Statement on Text2shell RCE vulnerability (CVE-2022-42889)

Avatar

Version Française

Background

On October 18, 2022, it was reported that one of the Apache modules used in OL Connect is vulnerable to exploits that could result in arbitrary code execution or contact with remote servers. The vulnerability exists in versions 1.5 to 1.9 of the Apache Commons Text module, with OL Connect 2022.1 using version 1.9 of that module.

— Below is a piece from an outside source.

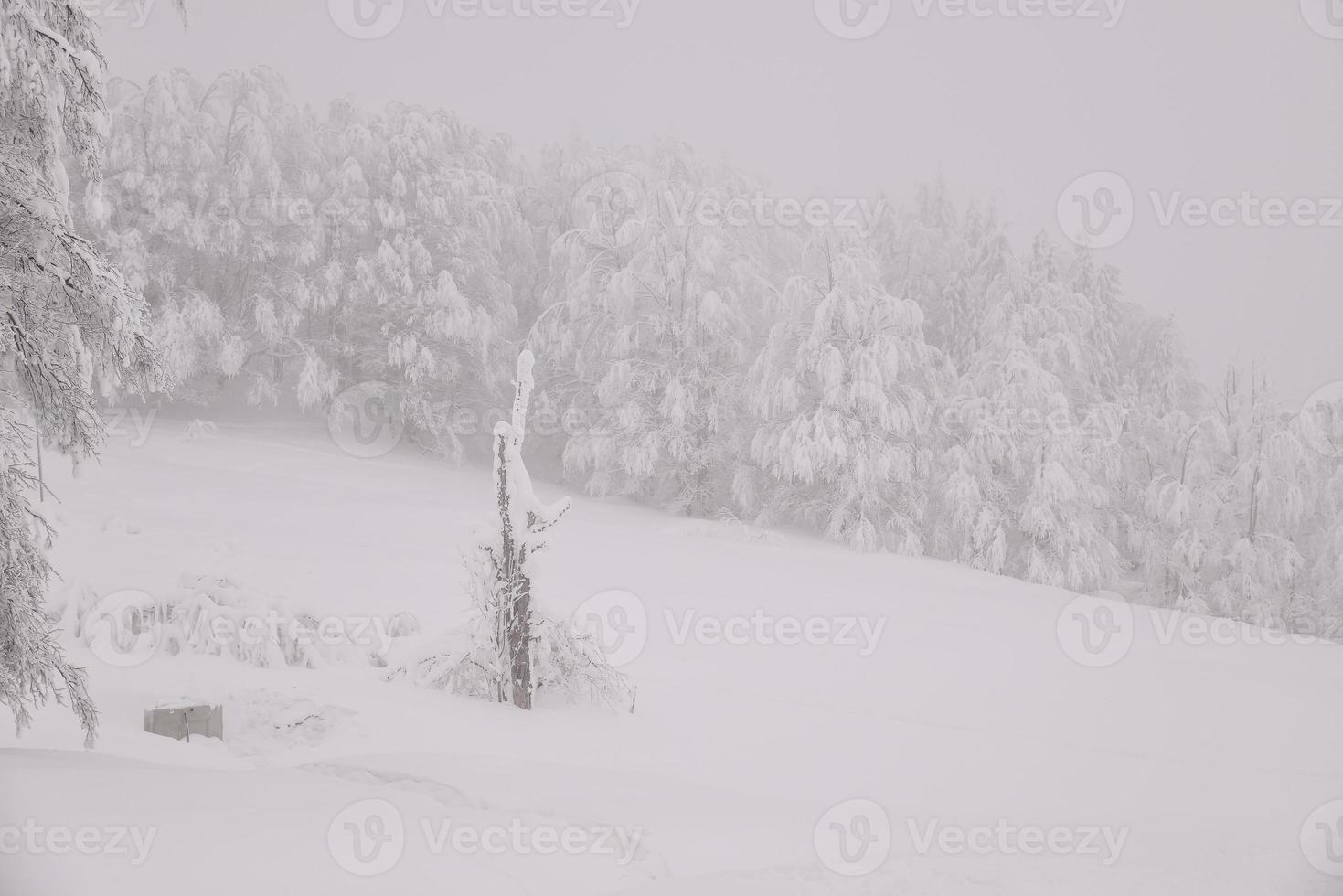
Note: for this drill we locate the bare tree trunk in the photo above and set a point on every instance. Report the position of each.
(515, 590)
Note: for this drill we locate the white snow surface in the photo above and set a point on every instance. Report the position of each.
(967, 713)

Older versions of Connect also use vulnerable versions of the module.

Severity

Our R&D department has assessed the potential risk in OL Connect. Their investigation shows that the vulnerability is in the org.apache.commons.text.StringSubstitutor class (ref: https://securitylab.github.com/advisories/GHSL-2022-018_Apache_Commons_Text/).

OL Connect does not use this class. It does use the WordUtils and StringEscapeUtils classes from the same module, but those classes do not use the vulnerable class either.

OL Connect is therefore not impacted by this vulnerability.

Corrective measures

To completely eliminate the threat and prevent it from being flagged by security monitoring systems, OL Connect 2022.2 (slated for release in November 2022) will be using version 1.10 of the Apache Commons Text module.

Tagged in: Apache, CVE-2022-42889, Text2shell, Vulnerability



Leave a Reply

Your email address will not be published. Required fields are marked *

All comments (2)

  • John Price

    Hi Philippe. Not every has upgraded to 2022.1, indeed many are several releases behind.

    Does the above apply to earlier releases of Connect?

    And by “Connect” does this apply to all products of the Connect family?

    • Philippe Fontan

      Versions of OL Connect prior to 2022.1 are using either the same version of the affected Apache module, or some older version that is also affected. So the same recommendation to update to the upcoming 2022.2 version applies.

      And yes, “OL Connect” means the entire OL Connect product family (except for the Workflow module, which isn’t written in Java).